Take that same operatic baritone and give him a principal role in musical theater? All of sudden the villain, the rake, the tortured king/prince/swami is raking in the babes instead of handing them off to the precious tenore to have and to hold.
“Sure I get the girl. But only fleetingly–for a few seconds. Then she’s off to a monestary,” American baritone Nathan Gunn said, after an artist Q&A presented yesterday at 2013 Glimmerglass Festival, NY, following the matinee of Camelot. Gunn plays Sir Lancelot du Lac, extramarital love interest of Guenevere.

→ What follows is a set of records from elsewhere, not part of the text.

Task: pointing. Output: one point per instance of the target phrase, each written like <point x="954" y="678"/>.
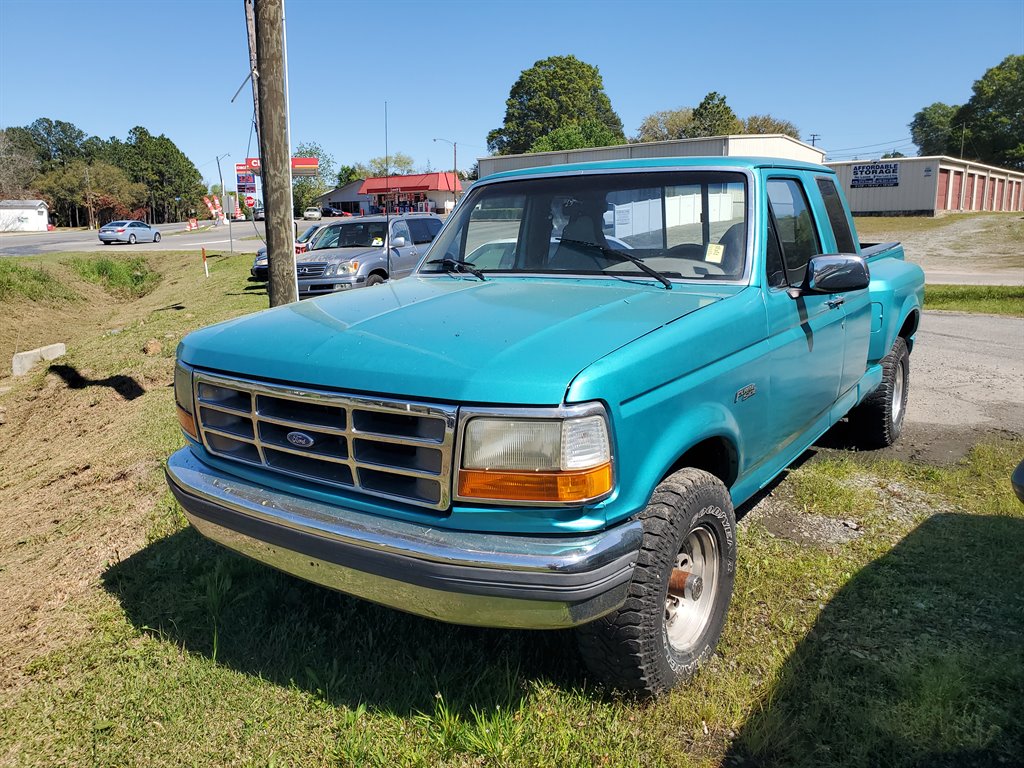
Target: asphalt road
<point x="174" y="238"/>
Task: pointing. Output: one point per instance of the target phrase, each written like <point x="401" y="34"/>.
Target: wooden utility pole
<point x="275" y="157"/>
<point x="251" y="34"/>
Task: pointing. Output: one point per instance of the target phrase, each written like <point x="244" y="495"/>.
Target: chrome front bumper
<point x="486" y="580"/>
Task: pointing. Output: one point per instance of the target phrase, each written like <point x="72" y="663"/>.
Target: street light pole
<point x="455" y="168"/>
<point x="223" y="194"/>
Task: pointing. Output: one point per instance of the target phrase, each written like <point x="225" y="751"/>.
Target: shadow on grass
<point x="919" y="660"/>
<point x="255" y="620"/>
<point x="126" y="386"/>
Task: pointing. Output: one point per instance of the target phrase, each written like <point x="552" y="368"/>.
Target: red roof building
<point x="419" y="192"/>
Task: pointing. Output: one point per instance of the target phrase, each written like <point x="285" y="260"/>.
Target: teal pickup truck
<point x="550" y="423"/>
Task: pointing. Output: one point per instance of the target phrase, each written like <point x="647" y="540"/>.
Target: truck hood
<point x="336" y="254"/>
<point x="500" y="341"/>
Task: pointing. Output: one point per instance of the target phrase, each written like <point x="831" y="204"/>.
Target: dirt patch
<point x="782" y="520"/>
<point x="991" y="243"/>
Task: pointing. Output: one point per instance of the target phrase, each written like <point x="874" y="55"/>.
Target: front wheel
<point x="879" y="420"/>
<point x="679" y="594"/>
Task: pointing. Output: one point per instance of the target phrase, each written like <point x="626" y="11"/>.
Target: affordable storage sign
<point x="876" y="174"/>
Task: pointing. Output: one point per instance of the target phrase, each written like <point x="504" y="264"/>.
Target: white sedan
<point x="128" y="231"/>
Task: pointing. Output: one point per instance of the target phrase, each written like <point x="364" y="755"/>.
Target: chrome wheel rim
<point x="898" y="385"/>
<point x="686" y="617"/>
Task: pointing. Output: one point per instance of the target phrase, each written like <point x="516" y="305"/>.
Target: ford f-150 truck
<point x="550" y="423"/>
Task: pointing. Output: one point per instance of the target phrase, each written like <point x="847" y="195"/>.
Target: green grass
<point x="1007" y="300"/>
<point x="901" y="647"/>
<point x="32" y="284"/>
<point x="129" y="276"/>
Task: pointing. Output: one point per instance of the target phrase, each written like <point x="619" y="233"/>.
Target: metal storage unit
<point x="927" y="186"/>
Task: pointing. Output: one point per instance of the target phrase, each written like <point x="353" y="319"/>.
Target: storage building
<point x="927" y="186"/>
<point x="754" y="144"/>
<point x="24" y="215"/>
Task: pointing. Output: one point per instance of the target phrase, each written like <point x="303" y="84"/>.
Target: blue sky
<point x="854" y="73"/>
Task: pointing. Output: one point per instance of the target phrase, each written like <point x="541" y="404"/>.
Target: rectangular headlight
<point x="183" y="399"/>
<point x="563" y="460"/>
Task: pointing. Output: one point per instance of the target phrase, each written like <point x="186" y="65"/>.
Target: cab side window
<point x="424" y="230"/>
<point x="794" y="224"/>
<point x="398" y="229"/>
<point x="837" y="216"/>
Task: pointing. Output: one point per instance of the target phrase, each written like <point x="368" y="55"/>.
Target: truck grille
<point x="391" y="449"/>
<point x="310" y="270"/>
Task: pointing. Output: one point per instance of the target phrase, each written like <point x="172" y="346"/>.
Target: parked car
<point x="260" y="270"/>
<point x="363" y="251"/>
<point x="557" y="438"/>
<point x="128" y="231"/>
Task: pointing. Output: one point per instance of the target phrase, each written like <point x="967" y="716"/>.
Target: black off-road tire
<point x="879" y="420"/>
<point x="630" y="649"/>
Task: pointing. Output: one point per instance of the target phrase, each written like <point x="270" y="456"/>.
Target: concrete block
<point x="23" y="361"/>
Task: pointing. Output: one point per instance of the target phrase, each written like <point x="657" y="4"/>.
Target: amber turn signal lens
<point x="565" y="487"/>
<point x="186" y="421"/>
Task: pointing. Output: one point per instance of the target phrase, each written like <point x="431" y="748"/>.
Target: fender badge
<point x="743" y="394"/>
<point x="300" y="439"/>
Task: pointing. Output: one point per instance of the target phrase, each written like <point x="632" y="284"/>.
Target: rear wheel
<point x="879" y="420"/>
<point x="679" y="593"/>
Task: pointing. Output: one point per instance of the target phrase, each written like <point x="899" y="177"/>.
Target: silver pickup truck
<point x="365" y="251"/>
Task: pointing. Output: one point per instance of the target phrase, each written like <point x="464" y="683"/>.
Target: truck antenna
<point x="387" y="194"/>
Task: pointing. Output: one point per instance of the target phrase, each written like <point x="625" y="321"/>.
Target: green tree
<point x="305" y="189"/>
<point x="577" y="136"/>
<point x="398" y="164"/>
<point x="18" y="167"/>
<point x="931" y="129"/>
<point x="348" y="173"/>
<point x="769" y="124"/>
<point x="993" y="117"/>
<point x="666" y="125"/>
<point x="713" y="117"/>
<point x="553" y="92"/>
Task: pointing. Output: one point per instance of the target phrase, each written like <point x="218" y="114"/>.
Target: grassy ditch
<point x="35" y="284"/>
<point x="129" y="276"/>
<point x="1008" y="300"/>
<point x="877" y="617"/>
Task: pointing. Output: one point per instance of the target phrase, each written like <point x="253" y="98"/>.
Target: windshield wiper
<point x="623" y="255"/>
<point x="458" y="265"/>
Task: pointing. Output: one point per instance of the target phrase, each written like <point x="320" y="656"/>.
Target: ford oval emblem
<point x="300" y="439"/>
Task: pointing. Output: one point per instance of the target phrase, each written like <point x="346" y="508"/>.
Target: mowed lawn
<point x="878" y="617"/>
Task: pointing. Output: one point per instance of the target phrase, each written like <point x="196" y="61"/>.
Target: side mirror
<point x="836" y="272"/>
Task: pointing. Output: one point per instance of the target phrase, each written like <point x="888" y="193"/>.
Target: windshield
<point x="351" y="235"/>
<point x="684" y="224"/>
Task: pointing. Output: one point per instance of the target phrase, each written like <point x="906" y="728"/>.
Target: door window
<point x="798" y="237"/>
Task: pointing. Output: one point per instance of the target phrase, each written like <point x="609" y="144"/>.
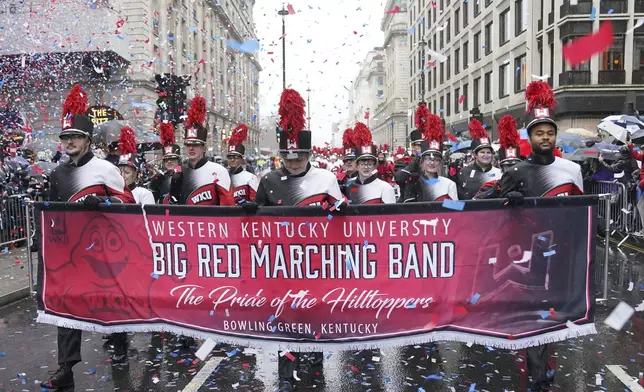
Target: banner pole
<point x="28" y="213"/>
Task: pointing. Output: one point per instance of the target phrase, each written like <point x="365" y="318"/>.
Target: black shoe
<point x="286" y="386"/>
<point x="63" y="378"/>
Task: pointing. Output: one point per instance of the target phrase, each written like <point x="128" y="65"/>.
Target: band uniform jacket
<point x="560" y="177"/>
<point x="313" y="187"/>
<point x="206" y="184"/>
<point x="470" y="179"/>
<point x="430" y="189"/>
<point x="72" y="182"/>
<point x="244" y="185"/>
<point x="372" y="191"/>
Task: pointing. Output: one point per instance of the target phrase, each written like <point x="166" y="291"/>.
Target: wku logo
<point x="240" y="193"/>
<point x="511" y="153"/>
<point x="541" y="112"/>
<point x="201" y="197"/>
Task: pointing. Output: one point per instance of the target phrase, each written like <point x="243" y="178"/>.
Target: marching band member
<point x="470" y="179"/>
<point x="244" y="182"/>
<point x="431" y="186"/>
<point x="367" y="188"/>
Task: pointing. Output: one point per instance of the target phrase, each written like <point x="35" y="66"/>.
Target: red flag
<point x="395" y="10"/>
<point x="585" y="47"/>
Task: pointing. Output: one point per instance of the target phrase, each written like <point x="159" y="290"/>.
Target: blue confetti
<point x="453" y="204"/>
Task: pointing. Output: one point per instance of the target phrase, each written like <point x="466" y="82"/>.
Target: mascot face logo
<point x="103" y="247"/>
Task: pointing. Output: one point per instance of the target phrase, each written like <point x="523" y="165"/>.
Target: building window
<point x="504" y="21"/>
<point x="520" y="11"/>
<point x="466" y="55"/>
<point x="465" y="97"/>
<point x="477" y="46"/>
<point x="488" y="38"/>
<point x="488" y="87"/>
<point x="466" y="6"/>
<point x="638" y="52"/>
<point x="613" y="58"/>
<point x="503" y="81"/>
<point x="476" y="93"/>
<point x="520" y="76"/>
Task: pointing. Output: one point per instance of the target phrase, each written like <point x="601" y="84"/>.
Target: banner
<point x="295" y="278"/>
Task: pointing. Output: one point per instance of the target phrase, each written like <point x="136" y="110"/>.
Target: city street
<point x="158" y="363"/>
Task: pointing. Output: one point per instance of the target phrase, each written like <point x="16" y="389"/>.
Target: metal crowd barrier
<point x="624" y="215"/>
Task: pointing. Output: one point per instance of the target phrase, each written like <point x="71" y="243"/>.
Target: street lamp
<point x="308" y="105"/>
<point x="283" y="12"/>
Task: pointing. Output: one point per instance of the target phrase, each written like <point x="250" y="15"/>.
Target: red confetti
<point x="584" y="48"/>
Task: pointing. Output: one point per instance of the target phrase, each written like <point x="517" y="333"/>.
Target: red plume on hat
<point x="362" y="135"/>
<point x="166" y="133"/>
<point x="508" y="135"/>
<point x="127" y="142"/>
<point x="540" y="94"/>
<point x="348" y="138"/>
<point x="291" y="111"/>
<point x="75" y="103"/>
<point x="421" y="116"/>
<point x="433" y="129"/>
<point x="239" y="135"/>
<point x="476" y="130"/>
<point x="197" y="111"/>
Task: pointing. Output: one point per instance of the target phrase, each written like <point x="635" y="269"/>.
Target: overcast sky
<point x="325" y="41"/>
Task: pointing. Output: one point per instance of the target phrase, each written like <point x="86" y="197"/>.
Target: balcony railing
<point x="612" y="77"/>
<point x="638" y="76"/>
<point x="574" y="78"/>
<point x="582" y="8"/>
<point x="618" y="6"/>
<point x="639" y="5"/>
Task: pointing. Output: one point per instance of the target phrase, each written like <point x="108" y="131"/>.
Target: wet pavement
<point x="157" y="362"/>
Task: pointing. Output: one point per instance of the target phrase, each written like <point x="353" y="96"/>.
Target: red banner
<point x="375" y="276"/>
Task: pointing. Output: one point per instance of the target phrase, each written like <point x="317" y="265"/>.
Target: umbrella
<point x="614" y="129"/>
<point x="581" y="132"/>
<point x="609" y="151"/>
<point x="109" y="132"/>
<point x="42" y="144"/>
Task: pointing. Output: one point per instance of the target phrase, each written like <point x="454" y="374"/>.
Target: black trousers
<point x="69" y="343"/>
<point x="538" y="366"/>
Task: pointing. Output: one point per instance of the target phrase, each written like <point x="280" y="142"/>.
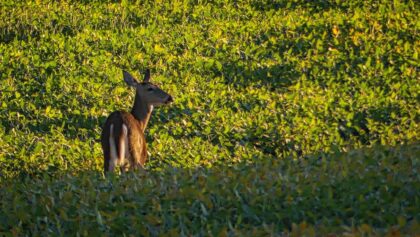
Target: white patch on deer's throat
<point x="112" y="149"/>
<point x="124" y="144"/>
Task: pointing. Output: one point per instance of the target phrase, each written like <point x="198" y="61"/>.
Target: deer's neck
<point x="141" y="111"/>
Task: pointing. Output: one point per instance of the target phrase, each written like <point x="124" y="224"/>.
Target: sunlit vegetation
<point x="290" y="117"/>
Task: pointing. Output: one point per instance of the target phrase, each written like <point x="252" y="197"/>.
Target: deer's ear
<point x="130" y="80"/>
<point x="147" y="75"/>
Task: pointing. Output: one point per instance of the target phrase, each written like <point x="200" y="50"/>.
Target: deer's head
<point x="147" y="91"/>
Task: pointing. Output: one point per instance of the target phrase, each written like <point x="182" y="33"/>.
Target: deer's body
<point x="123" y="141"/>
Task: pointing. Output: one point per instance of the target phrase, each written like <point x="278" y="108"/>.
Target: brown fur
<point x="147" y="96"/>
<point x="137" y="142"/>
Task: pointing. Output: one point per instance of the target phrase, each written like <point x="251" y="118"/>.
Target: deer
<point x="122" y="139"/>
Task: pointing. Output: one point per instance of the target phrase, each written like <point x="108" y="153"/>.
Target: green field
<point x="290" y="117"/>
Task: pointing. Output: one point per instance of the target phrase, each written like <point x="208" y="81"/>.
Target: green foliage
<point x="362" y="191"/>
<point x="253" y="81"/>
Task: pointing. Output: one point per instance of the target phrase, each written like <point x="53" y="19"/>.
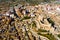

When it comes right down to it, I’m not entirely sure why baritones rarely get the girl in the world of opera. Or who decided baritones constituted the leading man vocal part in musical theater.
It would be awfully nice to show operatic baritones a little more love. What say you, composers? Turn this classic art form on its head. Stop making perfectly good baritones look for love in all the wrong places (like great musical theater roles). Start giving baritones some cred (and a fighting chance to bed).
Change it up a little, for pity’s sake. The tenor doesn’t always deserve the girl anyway, whereas the baritone always knows what to do. He’s got swag and swagger. He’s been looking on at the climactic love scenes unfolding before him while hiding in the wings. He’s been practicing for centuries.
Whaddya say? Put him in, coach. He’s ready to play.